150 Jahre Kriminalisierung sind genug! Schwangerschaftsabbruch - Recht statt Verurteilung
Diese Forderung vertritt pro familia, denn seit dem 15. Mai 1871 ist ein Schwangerschaftsabbruch im Strafgesetzbuch verankert. Das bedeutet, dass ein Schwangerschaftsabbruch grundsätzlich erst einmal eine Straftat darstellt und betroffene Frauen sich nicht selbstständig und auf eigenen Wunsch hin für die Beendigung der Schwangerschaft entscheiden können. Laut Gesetz sind Gefängnis- oder Geldstrafen möglich. Ein Schwangerschaftsabbruch wird somit kriminalisiert und die betroffenen Frauen sind mit bürokratischen Hürden konfrontiert.
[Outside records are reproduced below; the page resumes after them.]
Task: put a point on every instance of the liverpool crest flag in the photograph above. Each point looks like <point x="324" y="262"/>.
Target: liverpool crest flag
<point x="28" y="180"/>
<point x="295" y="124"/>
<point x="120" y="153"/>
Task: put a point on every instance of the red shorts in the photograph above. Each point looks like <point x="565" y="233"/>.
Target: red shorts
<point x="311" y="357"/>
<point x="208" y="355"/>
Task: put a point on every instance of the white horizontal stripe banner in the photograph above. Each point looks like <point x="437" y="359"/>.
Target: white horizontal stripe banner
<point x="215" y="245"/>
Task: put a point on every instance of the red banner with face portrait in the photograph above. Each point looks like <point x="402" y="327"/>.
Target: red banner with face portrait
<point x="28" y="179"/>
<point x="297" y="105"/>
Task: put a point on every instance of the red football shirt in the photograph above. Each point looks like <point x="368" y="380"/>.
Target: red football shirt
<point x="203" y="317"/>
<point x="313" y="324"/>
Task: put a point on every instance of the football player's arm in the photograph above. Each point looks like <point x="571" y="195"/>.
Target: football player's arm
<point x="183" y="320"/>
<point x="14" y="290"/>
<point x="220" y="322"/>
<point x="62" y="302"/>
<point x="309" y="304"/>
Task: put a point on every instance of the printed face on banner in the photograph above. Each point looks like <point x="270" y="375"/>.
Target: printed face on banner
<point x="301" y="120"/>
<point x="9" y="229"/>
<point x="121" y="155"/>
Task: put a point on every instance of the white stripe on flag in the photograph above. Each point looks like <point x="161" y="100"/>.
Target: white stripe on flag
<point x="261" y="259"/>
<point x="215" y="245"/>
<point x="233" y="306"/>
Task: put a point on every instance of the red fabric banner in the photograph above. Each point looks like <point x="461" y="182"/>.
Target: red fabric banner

Damit die Beendigung der Schwangerschaft für die schwangere Frau straffrei bleibt, wurde die Beratungsregelung eingeführt. Dies meint, dass sich die betroffene Person vorab in einer anerkannten Schwangerschaftskonfliktberatungsstelle beraten lassen muss.
Das Recht auf Selbstbestimmung wird einer Frau, die ungewollt schwanger ist, aberkannt. Stattdessen herrscht ein „Beratungszwang“, der die betreffenden Frauen unter Rechtfertigungsdruck bringen und auch zu einer empfundenen Stigmatisierung führen kann. Auch darf man die moralische Aufladung des Themas Schwangerschaftsabbruch und die damit einhergehenden Folgen für die betreffenden Frauen nicht unterschätzen.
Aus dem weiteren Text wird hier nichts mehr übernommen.